A friend and I had just finished a quick little coffee date. In a busy week, we'd found 45 mins to chat and catch up.
She had shared. I had shared. Best friends know how to do both. Talk and listen, speak and be silent. That's friendship. Knowing which moment is which.
I had shared about how I had blogged about learning to pray "I shall not want" and how I was nervous I had posted it in such a way that sounded like I somehow knew what I was doing.
She is one of my closest friends who happens to know most well my "wants". She could probably list them off. She also knows the things that I don't want. The things I'm unsure of.
She is a friend who looks me in the eye when I'm believing lies and asks me why I just said something untrue.
We were walking to the cars, and I mentioned something I wanted to happen. Then I got frustrated and flustered because I'm not allowed to have wants anymore.
I felt like a failure.
I looked at her, and like many times before, mentioned the awful balance that neither of is seem to have learned of having hopes while trusting, of having hope for things but not in them.

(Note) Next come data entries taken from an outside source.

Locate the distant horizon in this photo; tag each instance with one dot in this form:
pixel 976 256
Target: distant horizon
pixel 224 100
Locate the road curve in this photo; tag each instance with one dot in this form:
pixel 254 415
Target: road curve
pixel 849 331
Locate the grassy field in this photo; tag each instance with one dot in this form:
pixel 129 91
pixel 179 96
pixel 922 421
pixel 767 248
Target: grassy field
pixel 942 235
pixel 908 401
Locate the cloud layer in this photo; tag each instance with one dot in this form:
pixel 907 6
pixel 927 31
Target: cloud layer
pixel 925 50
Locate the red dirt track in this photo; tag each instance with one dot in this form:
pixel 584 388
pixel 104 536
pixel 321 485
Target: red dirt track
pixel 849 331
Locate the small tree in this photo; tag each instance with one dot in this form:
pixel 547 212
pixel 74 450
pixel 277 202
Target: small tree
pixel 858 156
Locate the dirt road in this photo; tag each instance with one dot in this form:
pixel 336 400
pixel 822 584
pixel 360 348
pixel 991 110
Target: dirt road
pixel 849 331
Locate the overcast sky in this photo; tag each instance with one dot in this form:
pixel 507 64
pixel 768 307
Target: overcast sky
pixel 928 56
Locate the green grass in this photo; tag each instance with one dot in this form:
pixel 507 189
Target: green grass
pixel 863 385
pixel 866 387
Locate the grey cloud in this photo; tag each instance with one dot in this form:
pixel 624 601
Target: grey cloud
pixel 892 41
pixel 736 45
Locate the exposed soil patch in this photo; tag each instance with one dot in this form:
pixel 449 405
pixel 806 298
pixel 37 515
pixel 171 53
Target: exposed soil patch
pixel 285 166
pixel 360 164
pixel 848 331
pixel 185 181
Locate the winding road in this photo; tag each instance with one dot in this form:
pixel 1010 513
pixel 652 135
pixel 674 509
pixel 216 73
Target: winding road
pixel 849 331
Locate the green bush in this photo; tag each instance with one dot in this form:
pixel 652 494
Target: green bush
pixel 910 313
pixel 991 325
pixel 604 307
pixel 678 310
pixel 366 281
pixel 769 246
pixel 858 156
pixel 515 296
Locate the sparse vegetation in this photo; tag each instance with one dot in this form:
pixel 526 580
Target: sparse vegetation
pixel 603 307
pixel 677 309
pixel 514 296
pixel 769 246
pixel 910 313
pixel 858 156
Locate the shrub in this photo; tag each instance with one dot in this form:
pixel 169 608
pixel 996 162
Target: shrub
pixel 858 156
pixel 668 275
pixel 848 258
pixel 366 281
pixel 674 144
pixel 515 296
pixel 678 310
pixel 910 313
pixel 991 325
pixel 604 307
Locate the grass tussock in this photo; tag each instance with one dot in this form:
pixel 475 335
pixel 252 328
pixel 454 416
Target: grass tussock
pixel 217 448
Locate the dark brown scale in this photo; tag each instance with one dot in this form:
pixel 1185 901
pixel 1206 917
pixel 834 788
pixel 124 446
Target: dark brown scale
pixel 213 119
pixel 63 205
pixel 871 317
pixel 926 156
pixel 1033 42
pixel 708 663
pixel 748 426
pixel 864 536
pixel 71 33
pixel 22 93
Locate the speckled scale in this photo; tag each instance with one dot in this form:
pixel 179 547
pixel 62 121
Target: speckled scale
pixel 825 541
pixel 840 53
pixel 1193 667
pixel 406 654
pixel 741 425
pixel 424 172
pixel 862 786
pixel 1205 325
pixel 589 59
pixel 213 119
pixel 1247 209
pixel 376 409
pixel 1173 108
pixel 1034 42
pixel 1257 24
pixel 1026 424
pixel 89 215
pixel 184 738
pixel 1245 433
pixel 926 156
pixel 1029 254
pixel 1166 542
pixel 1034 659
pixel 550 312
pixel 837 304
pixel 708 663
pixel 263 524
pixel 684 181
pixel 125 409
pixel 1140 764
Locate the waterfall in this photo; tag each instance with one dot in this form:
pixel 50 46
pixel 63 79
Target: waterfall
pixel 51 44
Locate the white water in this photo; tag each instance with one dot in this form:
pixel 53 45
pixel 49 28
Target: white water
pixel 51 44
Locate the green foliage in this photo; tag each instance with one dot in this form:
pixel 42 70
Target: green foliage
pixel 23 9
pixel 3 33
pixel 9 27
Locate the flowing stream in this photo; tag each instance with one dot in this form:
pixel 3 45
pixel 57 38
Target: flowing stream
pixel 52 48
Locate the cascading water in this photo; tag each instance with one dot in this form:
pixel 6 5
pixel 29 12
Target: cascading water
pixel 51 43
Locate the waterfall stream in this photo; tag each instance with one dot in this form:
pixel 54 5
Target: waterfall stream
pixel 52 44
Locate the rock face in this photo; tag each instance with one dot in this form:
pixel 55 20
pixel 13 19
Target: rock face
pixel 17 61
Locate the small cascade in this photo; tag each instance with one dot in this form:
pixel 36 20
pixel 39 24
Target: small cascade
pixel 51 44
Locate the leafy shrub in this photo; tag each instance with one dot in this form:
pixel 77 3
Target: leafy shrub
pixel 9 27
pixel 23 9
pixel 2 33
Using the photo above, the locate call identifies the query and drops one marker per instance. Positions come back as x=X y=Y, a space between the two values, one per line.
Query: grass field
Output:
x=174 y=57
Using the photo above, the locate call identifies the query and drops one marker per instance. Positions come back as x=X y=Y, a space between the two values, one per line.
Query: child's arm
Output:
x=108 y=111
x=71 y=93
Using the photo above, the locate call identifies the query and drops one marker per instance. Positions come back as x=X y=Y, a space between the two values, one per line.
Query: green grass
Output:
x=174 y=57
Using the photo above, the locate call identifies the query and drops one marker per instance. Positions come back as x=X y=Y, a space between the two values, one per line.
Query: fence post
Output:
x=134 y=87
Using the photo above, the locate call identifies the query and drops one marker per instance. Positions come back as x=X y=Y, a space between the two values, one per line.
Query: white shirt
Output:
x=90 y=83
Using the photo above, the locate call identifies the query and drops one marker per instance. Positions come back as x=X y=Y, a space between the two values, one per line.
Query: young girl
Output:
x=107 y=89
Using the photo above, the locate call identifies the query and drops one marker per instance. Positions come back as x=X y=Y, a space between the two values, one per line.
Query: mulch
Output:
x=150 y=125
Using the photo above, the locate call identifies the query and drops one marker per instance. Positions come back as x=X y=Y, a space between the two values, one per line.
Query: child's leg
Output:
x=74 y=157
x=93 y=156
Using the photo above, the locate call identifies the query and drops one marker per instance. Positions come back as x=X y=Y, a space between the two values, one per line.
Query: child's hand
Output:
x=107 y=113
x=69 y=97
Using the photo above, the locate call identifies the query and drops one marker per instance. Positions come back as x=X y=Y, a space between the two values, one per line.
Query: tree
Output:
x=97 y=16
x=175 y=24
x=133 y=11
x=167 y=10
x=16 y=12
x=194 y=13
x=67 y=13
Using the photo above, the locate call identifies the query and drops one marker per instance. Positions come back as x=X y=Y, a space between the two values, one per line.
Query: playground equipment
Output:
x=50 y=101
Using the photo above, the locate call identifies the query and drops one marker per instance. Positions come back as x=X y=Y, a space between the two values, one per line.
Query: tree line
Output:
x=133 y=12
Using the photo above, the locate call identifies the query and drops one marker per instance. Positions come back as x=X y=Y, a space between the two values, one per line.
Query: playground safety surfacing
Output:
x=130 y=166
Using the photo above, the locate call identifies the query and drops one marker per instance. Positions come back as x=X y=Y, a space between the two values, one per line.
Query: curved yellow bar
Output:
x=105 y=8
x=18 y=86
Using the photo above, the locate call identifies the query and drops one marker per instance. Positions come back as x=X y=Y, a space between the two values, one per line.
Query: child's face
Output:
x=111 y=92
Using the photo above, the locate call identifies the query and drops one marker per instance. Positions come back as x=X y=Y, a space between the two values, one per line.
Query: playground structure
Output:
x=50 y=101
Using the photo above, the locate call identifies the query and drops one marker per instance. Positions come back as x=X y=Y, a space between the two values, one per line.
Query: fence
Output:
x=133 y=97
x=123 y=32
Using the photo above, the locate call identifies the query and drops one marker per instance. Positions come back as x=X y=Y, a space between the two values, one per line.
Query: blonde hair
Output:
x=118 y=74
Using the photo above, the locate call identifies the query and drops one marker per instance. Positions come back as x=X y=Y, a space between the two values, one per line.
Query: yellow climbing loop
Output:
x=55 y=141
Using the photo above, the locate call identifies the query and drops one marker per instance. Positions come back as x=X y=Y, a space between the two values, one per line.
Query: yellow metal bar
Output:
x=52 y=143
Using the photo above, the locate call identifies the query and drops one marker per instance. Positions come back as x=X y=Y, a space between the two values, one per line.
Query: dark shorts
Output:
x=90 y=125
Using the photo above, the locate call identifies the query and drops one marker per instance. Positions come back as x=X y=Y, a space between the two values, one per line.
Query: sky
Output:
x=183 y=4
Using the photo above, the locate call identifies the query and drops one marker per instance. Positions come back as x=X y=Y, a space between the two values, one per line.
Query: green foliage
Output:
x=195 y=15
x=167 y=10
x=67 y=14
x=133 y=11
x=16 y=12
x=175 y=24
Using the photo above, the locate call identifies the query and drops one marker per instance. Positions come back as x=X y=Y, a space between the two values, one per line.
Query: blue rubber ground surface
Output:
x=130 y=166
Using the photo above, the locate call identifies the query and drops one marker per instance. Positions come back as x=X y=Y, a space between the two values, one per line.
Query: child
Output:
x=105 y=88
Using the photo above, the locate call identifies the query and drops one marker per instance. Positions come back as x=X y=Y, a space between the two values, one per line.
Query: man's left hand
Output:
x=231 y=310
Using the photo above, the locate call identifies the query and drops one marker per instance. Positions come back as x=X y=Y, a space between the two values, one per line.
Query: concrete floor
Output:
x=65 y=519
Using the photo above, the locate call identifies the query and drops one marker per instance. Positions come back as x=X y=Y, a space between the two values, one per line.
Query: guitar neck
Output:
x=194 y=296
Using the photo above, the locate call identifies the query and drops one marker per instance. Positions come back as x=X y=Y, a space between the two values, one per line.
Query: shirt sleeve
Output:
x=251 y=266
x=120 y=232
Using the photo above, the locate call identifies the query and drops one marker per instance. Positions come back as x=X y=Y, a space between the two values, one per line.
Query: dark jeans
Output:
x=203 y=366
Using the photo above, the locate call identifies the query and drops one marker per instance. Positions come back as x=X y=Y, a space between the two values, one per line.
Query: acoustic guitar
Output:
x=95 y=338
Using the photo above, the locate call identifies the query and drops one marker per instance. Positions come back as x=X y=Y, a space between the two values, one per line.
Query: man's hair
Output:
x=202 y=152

She didn't frown at me for being a failure. She simply reminded me of grace.
Sometimes, if you're like me, you determine that you've learned something from God. You set out to live it out and then find that twenty minutes later you've forgotten.
There is grace for that.
There really is!
God doesn't look at us and say "YOU ARE AN IDIOT!"
He looks at us with love in His eyes. He looks at us, at those of us who have confessed our sins and claimed Jesus as our Lord, and He calls us His children.
One of my nieces is nearly two, and let me tell ya, she does dumb things. She's a baby! She's learning. She's doing things and trying things and mostly looks rediculous. It's hilarious.
But you know what?
I am so proud! She blinks at me funny and I'm excited for her. She gets four letters right in the ABC's and I'm grinning at her.
Because that's love.
Love looks upon the weak and accepts them as they are. Slowly teaching new songs and new words and new ways of living.
So I'm giving myself grace.
I'm mighty thankful for friends who remind me - usually in moments when I am most likely to feel stupid and shameful - that the grace of God is upon me.